Gene Neavin, co-manager of the top-rated $753 million Federated High Yield Trust, divides junk bonds into two categories: the 10 percent of the market issued by metals, mining and energy companies, and the 90 percent from everyone else.
While the first group faces serious problems, the second is in surprisingly good shape, according to Neavin, whose fund has the best five-year performance among its peers. His view contrasts with bleaker forecasts from the likes of DoubleLine Capital’s Jeffrey Gundlach.
“The fundamentals are fine, credit quality is fine and defaults will be very, very low,” Neavin, 44, said in a telephone interview from Pittsburgh, where Federated Investors Inc. is based. “We think investors can earn mid to high single- digit returns in high yield this year.”
Junk bonds are mired in their deepest slump since the 2008 financial crisis, hurt by plunging commodity prices and fears that an economic slowdown in China will quash growth in the U.S. The bonds have fallen 8.4 percent since June 30, a Bank of America Merrill Lynch index shows. In the energy sector, speculative-grade debt has lost 33 percent in the same span.

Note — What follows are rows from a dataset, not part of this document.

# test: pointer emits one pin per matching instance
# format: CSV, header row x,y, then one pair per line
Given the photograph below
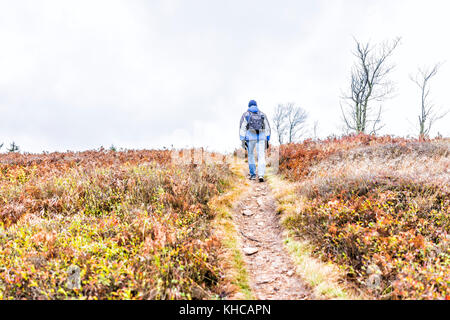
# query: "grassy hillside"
x,y
379,208
132,224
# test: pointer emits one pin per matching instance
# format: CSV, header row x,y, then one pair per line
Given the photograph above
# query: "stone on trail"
x,y
250,251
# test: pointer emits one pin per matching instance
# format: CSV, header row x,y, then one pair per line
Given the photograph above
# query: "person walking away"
x,y
254,132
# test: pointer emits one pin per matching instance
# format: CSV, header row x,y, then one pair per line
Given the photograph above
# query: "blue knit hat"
x,y
252,103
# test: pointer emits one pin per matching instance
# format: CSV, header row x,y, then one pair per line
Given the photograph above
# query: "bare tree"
x,y
289,121
369,83
295,122
279,122
428,112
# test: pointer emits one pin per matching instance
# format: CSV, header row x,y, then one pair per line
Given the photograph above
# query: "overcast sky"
x,y
80,74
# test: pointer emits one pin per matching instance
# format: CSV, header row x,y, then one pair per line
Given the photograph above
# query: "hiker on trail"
x,y
254,131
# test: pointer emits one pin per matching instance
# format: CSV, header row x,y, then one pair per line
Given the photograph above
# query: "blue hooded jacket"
x,y
251,135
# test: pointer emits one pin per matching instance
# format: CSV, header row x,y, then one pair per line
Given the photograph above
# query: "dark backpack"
x,y
255,121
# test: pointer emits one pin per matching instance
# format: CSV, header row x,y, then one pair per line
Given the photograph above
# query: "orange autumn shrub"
x,y
135,225
379,207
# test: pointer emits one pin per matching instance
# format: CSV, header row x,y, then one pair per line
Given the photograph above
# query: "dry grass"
x,y
325,279
383,204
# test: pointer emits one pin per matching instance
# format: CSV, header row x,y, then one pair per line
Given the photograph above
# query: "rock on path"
x,y
270,268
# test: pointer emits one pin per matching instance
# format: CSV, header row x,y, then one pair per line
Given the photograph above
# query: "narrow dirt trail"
x,y
271,271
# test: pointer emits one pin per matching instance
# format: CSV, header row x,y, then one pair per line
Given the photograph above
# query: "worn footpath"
x,y
271,271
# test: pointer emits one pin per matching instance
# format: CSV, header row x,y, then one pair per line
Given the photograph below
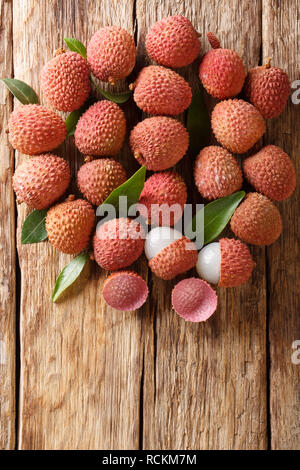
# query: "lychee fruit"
x,y
217,173
111,54
268,89
271,172
194,299
237,125
101,129
158,90
65,81
125,291
159,142
96,179
173,42
163,198
169,252
257,220
221,71
227,263
118,243
41,180
69,225
35,129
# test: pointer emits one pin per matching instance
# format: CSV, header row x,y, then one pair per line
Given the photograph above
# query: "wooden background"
x,y
79,375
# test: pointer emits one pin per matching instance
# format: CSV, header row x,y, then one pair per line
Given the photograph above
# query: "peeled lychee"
x,y
41,180
158,90
65,81
118,243
125,291
237,125
217,173
101,129
268,89
227,263
159,142
194,299
98,178
35,129
271,172
221,71
169,252
69,225
163,198
111,54
173,42
257,220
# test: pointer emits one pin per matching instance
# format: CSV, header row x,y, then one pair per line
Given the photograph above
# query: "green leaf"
x,y
23,92
198,123
71,276
76,46
34,228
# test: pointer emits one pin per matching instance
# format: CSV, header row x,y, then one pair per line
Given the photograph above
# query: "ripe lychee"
x,y
125,291
163,198
194,299
227,263
271,172
41,180
118,243
101,129
96,179
65,81
268,89
159,142
111,54
158,90
221,71
237,125
169,252
217,173
35,129
173,42
257,220
69,225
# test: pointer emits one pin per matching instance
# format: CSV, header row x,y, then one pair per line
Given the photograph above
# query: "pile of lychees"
x,y
158,143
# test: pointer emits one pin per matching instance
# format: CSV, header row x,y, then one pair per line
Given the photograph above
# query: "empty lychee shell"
x,y
125,291
194,299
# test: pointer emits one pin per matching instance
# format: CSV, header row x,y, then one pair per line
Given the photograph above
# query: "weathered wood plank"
x,y
281,40
205,385
7,246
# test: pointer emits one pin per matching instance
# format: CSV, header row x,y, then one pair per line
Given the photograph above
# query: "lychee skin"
x,y
166,188
118,243
237,125
271,172
40,181
111,54
98,178
69,225
257,220
268,89
101,129
217,173
173,42
35,129
161,91
65,81
159,142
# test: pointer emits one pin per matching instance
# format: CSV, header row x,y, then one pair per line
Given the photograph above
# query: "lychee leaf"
x,y
23,92
76,46
34,227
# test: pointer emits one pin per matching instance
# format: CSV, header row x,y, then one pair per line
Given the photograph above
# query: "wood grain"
x,y
7,245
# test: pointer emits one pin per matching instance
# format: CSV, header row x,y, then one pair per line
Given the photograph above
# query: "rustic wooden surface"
x,y
94,378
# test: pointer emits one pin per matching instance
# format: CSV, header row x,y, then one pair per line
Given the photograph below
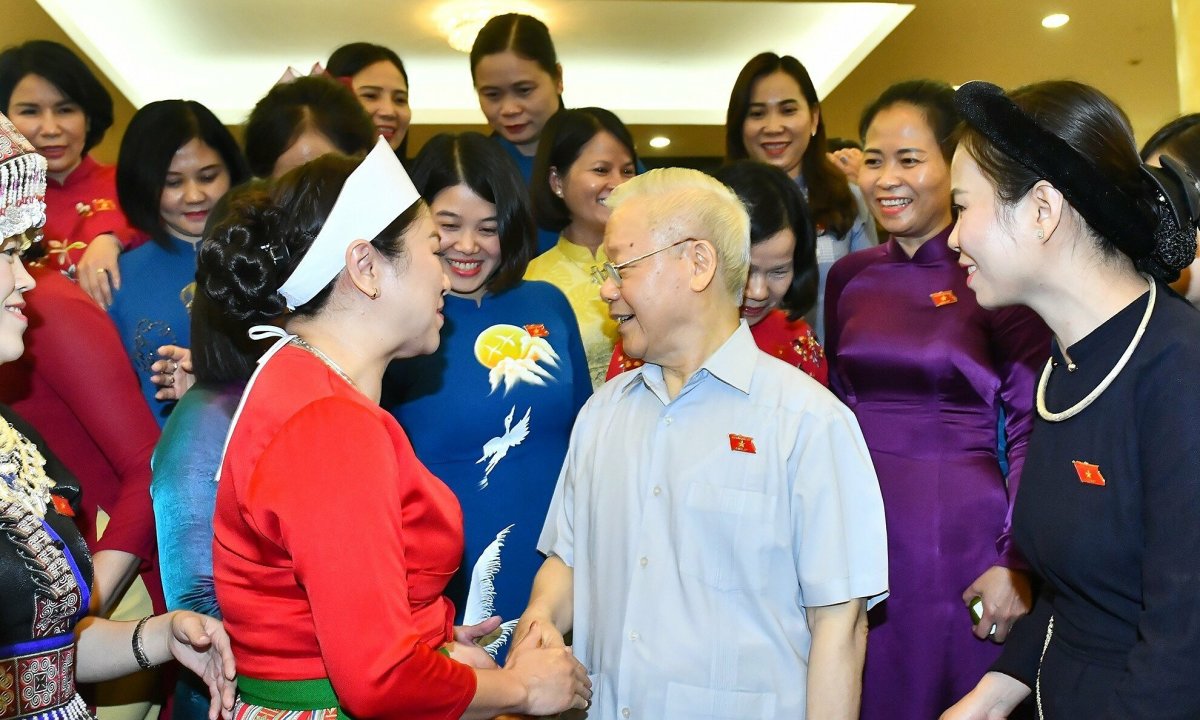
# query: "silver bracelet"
x,y
139,652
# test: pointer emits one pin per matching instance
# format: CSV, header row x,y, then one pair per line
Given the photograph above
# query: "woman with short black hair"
x,y
301,120
583,155
63,108
774,117
491,411
378,78
942,389
177,161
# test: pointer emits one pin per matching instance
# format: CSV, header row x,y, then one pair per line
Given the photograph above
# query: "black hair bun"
x,y
239,265
1176,199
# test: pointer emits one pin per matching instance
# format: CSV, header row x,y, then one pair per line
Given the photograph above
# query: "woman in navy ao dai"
x,y
491,412
929,375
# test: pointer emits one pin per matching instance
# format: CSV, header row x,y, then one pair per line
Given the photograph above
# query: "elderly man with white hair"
x,y
717,533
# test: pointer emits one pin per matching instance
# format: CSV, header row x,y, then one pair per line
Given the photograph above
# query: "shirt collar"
x,y
81,173
732,364
933,251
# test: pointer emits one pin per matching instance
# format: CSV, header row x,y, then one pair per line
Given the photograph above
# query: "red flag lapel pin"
x,y
63,505
943,298
1089,473
742,444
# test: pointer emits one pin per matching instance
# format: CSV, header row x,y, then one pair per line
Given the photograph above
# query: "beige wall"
x,y
1125,48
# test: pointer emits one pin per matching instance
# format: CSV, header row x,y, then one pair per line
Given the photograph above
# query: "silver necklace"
x,y
329,363
1079,407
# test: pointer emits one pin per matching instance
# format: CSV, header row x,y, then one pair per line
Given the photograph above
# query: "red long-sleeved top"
x,y
76,385
78,209
333,546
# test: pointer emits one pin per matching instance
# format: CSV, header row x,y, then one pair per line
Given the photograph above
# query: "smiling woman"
x,y
64,111
378,78
930,375
519,81
585,154
491,411
774,117
177,160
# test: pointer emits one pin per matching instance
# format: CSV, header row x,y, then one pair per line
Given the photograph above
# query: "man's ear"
x,y
703,264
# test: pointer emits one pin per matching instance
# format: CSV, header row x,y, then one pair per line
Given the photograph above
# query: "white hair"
x,y
688,203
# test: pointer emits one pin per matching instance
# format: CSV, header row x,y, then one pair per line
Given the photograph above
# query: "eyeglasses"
x,y
609,270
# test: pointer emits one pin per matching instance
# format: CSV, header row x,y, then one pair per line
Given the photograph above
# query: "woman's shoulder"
x,y
853,263
535,292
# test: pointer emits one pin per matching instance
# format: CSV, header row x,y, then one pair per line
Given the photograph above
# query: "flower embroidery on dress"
x,y
513,355
809,349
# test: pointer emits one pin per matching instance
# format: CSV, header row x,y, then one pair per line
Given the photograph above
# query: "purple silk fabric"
x,y
927,372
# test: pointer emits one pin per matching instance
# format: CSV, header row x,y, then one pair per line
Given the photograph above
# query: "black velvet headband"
x,y
1162,243
1104,207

Gundlach, who in early 2015 correctly foresaw tough times coming for high yield, said the bonds may be headed for a steeper selloff.
‘Ugly Situation’
“We could be looking at a really ugly situation in the first quarter of 2016,” Gundlach told investors during a Jan. 12 webcast. “I’m not yet a buyer.” At a conference in Florida on Jan. 25, he said issuance will probably collapse with yields up and the economy struggling.
Defaults will climb in the U.S. this year and credit-market volatility could increase the chance of a recession, according to New York University finance Professor Edward Altman, developer of the Z-Score method for predicting bankruptcies.
“It is fair to say the likelihood of recession in the U.S. is much higher than just three months ago,” Altman said in a Jan. 25 conference in New York.
Investors have turned away from the asset class, pulling a net $9 billion from high-yield U.S.-based mutual funds in the fourth quarter -- the most in more than a year -- according to data from Morningstar Inc.